Situationsanalyse der Museumslandschaft liegt vor
SG. In Zukunft soll es im Kanton St.Gallen eine kohärente und nachhaltig wirksame Förderstrategie für die Museen geben.
Zu diesem Zweck wurde vom Amt für Kultur in einem ersten Schritt eine Analyse der kantonalen Museumslandschaft in Auftrag gegeben. Als nächstes soll in der direkten praktischen Arbeit mit lokalen und regionalen Museen zu deren Weiterentwicklung beigetragen werden.
Im Kanton St.Gallen bestehen 66 Museen, die massgeblich zur Erhaltung des kulturellen Erbes beitragen und als Plattformen zur kreativen Auseinandersetzung mit gesellschaftlichen Themen im Spannungsfeld von Vergangenheit, Gegenwart und Zukunft einladen. Viele der Museen, die sich zu je rund der Hälfte in ortsgeschichtliche sowie in Kunst-, Erlebnis- oder Themenmuseen aufteilen, sind vor rund 20 bis 30 Jahren unter grossem ehrenamtlichen Einsatz aufgebaut und stetig weiter entwickelt worden. Bei vielen stellt sich derzeit die Frage, wie sie den Generationenwechsel bewältigen und den wachsenden Anforderungen an Museen genügen können.
Weiterentwicklung notwendig
Aus diesem Grund hat das Amt für Kultur die Firma MuseVM, Museumberatung und Ausbildung, beauftragt, die Museumslandschaft zu analysieren. Aus der Situationsanalyse geht hervor, dass die Museen im Vergleich zu anderen Kantonen untereinander wenig vernetzt sind, ihr Marktauftritt oft nicht den heutigen Anforderungen entspricht und die Mehrzahl für den anstehenden Generationenwechsel und die wachsenden Anforderungen schlecht gerüstet ist. In vielen der meist mit grossem Engagement ehrenamtlich geführten Institutionen fehlt es mangels Ressourcen auch an professionellem Know-how und die Nachfolgeproblematik ist hoch.
In zahlreichen Bereichen, wie etwa in der Dokumentation, der Inventarisation sowie der Präsentation besteht Handlungsbedarf, da sonst das Wissen rund um die Sammlungsobjekte verloren zu gehen droht. Zugleich sind die Sammlungskonzepte regional beziehungsweise überregional zu koordinieren.
Praxisphase mit Pilotprojekten
Im Winterhalbjahr 2009/2010 soll deshalb eine einjährige sogenannte „Praxisphase“ gestartet werden mit Pilotprojekten in mehreren Regionen des Kantons.

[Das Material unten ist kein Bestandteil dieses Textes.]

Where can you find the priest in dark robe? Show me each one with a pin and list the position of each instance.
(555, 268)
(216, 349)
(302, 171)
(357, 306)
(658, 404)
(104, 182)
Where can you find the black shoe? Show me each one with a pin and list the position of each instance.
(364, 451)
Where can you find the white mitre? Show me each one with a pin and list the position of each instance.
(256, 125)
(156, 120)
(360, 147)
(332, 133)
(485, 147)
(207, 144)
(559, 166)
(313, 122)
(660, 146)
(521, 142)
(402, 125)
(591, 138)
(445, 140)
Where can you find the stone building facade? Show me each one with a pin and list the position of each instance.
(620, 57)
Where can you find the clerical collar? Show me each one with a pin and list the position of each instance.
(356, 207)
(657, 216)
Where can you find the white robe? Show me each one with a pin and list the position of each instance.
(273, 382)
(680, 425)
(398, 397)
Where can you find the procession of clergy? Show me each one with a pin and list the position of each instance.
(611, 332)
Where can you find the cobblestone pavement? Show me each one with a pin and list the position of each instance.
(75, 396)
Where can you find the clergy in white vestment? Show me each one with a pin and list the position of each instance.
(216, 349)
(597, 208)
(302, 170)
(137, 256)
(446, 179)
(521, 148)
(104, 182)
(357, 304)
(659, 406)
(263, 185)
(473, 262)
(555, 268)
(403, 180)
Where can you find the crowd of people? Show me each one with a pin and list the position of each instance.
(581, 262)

Museen, welche sich weiterentwickeln wollen, sollen mit Unterstützung externer Fachleute und zusammen mit anderen Museen aus der Region an der Weiterentwicklung der eigenen Institution arbeiten. Mögliche Themen dieser Praxisphase können die Herausgabe von Familienführern durch die Region, die Vernetzung der Museen mit dem regionalen Tourismus, die Sammlungskoordination in einer Region oder die effiziente Dokumentation von Objektgeschichten sein. Vom Kanton initiierte Weiterbildungsangebote vor Ort sollen zu einer Professionalisierung beitragen, wobei das in den Workshops erworbene Wissen an andere Museen und Regionen weitergegeben werden soll.
Der Kanton beabsichtigt, damit einen Weiterentwicklungsprozess zu initiieren. Basierend auf den in dieser Phase gemachten Erfahrungen soll im Anschluss daran eine kantonsweite Förderstrategie für die Museen entwickelt werden.
Netzwerke festigen
Mit der Praxisphase sollen sich auch Netzwerke festigen, die dem Kanton und anderen interessierten Kreisen kompetente Ansprechpartner sein können. Ein Museumsnetzwerk erleichtert den Austausch der Museen untereinander sowie die Vernetzung mit Partnern aus verschiedensten Bereichen wie Bildung, Tourismus und Wirtschaft.